This issue tracker has been migrated to GitHub, and is currently read-only.
For more information, see the GitHub FAQs in the Python's Developer Guide.

classification
Title: dis module documentation gives no indication of the dangers of bytecode inspection
Type: Stage: resolved
Components: Documentation Versions: Python 2.7
process
Status: closed Resolution: fixed
Dependencies: Superseder:
Assigned To: brett.cannon Nosy List: brett.cannon, eric.araujo, exarkun, georg.brandl, terry.reedy
Priority: normal Keywords:

Created on 2010-02-01 13:25 by exarkun, last changed 2022-04-11 14:56 by admin. This issue is now closed.

Messages (8)
msg98661 - (view) Author: Jean-Paul Calderone (exarkun) * (Python committer) Date: 2010-02-01 13:25
From python-dev:

On Fri, Jan 29, 2010 at 15:04,  <exarkun@twistedmatrix.com> wrote:
> On 10:47 pm, tjreedy@udel.edu wrote:
>>
>> On 1/29/2010 4:19 PM, Collin Winter wrote:
>>>
>>> On Fri, Jan 29, 2010 at 7:22 AM, Nick Coghlan<ncoghlan@gmail.com> wrote:
>>
>>> Agreed. We originally switched Unladen Swallow to wordcode in our
>>> 2009Q1 release, and saw a performance improvement from this across the
>>> board. We switched back to bytecode for the JIT compiler to make
>>> upstream merger easier. The Unladen Swallow benchmark suite should
>>> provided a thorough assessment of the impact of the wordcode ->
>>> bytecode switch. This would be complementary to a JIT compiler, rather
>>> than a replacement for it.
>>>
>>> I would note that the switch will introduce incompatibilities with
>>> libraries like Twisted. IIRC, Twisted has a traceback prettifier that
>>> removes its trampoline functions from the traceback, parsing CPython's
>>> bytecode in the process. If running under CPython, it assumes that the
>>> bytecode is as it expects. We broke this in Unladen's wordcode switch.
>>> I think parsing bytecode is a bad idea, but any switch to wordcode
>>> should be advertised widely.
>>
>> Several years, there was serious consideration of switching to a
>> registerbased vm, which would have been even more of a change. Since I
>> learned 1.4, Guido has consistently insisted that the CPython vm is not part
>> of the language definition and, as far as I know, he has rejected any byte-
>> code hackery in the stdlib. While he is not one to, say, randomly permute
>> the codes just to frustrate such hacks, I believe he has always considered
>> vm details private and subject to change and any usage thereof 'at one's own
>> risk'.
>
> Language to such effect might be a useful addition to this page (amongst
> others, perhaps):
>
>  http://docs.python.org/library/dis.html
>
> which very clearly and helpfully lays out quite a number of APIs which can
> be used to get pretty deep into the bytecode.  If all of this is subject to
> be discarded at the first sign that doing so might be beneficial for some
> reason, don't keep it a secret that people need to join python-dev to learn.
>

Can you file a bug and assign it to me?

-Brett
msg98906 - (view) Author: Terry J. Reedy (terry.reedy) * (Python committer) Date: 2010-02-05 20:44
The doc begins
"30.12. dis — Disassembler for Python bytecode
The dis module supports the analysis of Python bytecode by disassembling it. Since there is no Python assembler, this module defines the Python assembly language. The Python bytecode which this module takes as an input is defined in the file Include/opcode.h and used by the compiler and the interpreter."

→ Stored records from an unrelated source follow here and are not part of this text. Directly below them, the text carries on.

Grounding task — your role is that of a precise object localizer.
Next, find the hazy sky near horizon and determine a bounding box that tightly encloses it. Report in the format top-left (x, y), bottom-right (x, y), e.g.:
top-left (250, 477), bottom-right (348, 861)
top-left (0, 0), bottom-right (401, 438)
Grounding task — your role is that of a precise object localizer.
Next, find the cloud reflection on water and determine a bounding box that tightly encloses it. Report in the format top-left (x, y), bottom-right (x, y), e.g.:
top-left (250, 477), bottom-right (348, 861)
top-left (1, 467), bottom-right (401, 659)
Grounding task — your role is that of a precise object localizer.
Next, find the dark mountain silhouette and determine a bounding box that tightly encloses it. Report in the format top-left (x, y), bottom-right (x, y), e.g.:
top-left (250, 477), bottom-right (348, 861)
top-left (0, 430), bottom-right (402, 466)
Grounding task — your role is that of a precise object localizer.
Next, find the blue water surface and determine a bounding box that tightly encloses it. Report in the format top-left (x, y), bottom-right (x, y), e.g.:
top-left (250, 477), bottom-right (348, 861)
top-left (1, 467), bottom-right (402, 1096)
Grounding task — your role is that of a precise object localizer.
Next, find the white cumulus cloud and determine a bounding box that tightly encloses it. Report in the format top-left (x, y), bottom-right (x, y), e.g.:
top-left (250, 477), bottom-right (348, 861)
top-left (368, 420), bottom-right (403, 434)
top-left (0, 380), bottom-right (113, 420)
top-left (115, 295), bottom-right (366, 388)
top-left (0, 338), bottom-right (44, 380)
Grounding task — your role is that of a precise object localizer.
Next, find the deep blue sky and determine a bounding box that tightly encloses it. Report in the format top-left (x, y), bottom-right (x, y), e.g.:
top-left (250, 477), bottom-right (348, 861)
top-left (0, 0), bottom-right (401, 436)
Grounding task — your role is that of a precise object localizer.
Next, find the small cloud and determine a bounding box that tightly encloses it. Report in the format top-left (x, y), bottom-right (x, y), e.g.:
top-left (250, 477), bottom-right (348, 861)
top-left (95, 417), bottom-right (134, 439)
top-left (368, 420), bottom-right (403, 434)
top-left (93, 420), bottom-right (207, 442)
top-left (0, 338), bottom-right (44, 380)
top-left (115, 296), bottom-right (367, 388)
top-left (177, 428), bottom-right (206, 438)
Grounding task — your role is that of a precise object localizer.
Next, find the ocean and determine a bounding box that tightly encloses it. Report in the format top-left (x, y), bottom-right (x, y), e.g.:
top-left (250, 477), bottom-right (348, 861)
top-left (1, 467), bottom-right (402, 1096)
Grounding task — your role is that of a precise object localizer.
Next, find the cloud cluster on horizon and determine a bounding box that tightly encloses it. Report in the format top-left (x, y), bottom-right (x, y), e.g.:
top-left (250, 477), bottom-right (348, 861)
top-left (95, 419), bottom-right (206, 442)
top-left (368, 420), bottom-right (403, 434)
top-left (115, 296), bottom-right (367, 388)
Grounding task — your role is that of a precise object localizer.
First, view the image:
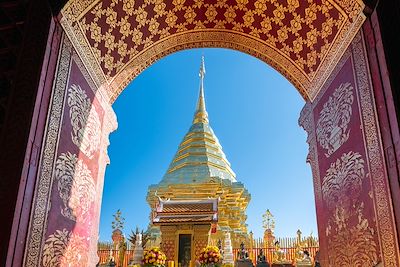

This goes back to when python.exe (CPython) was the only implementation. "Python bytecode" is no longer appropriate. It should be changed to CPython bytecode. My suggestion for a possible update:

30.12. dis — Disassembler for CPython bytecode
CPython currently compiles Python source code to a custom bytecode that is defined by the CPytyon source file Include/opcode.h and explained below. While such implementation details are subject to change in any CPython x.y version, the dis module supports the analysis of current bytecode by disassembling it to a format similar to assembly language."

Calling it an actual assembly language, as the current doc does, implies to me that there is/should be an assembler (which Guido has said there should not be).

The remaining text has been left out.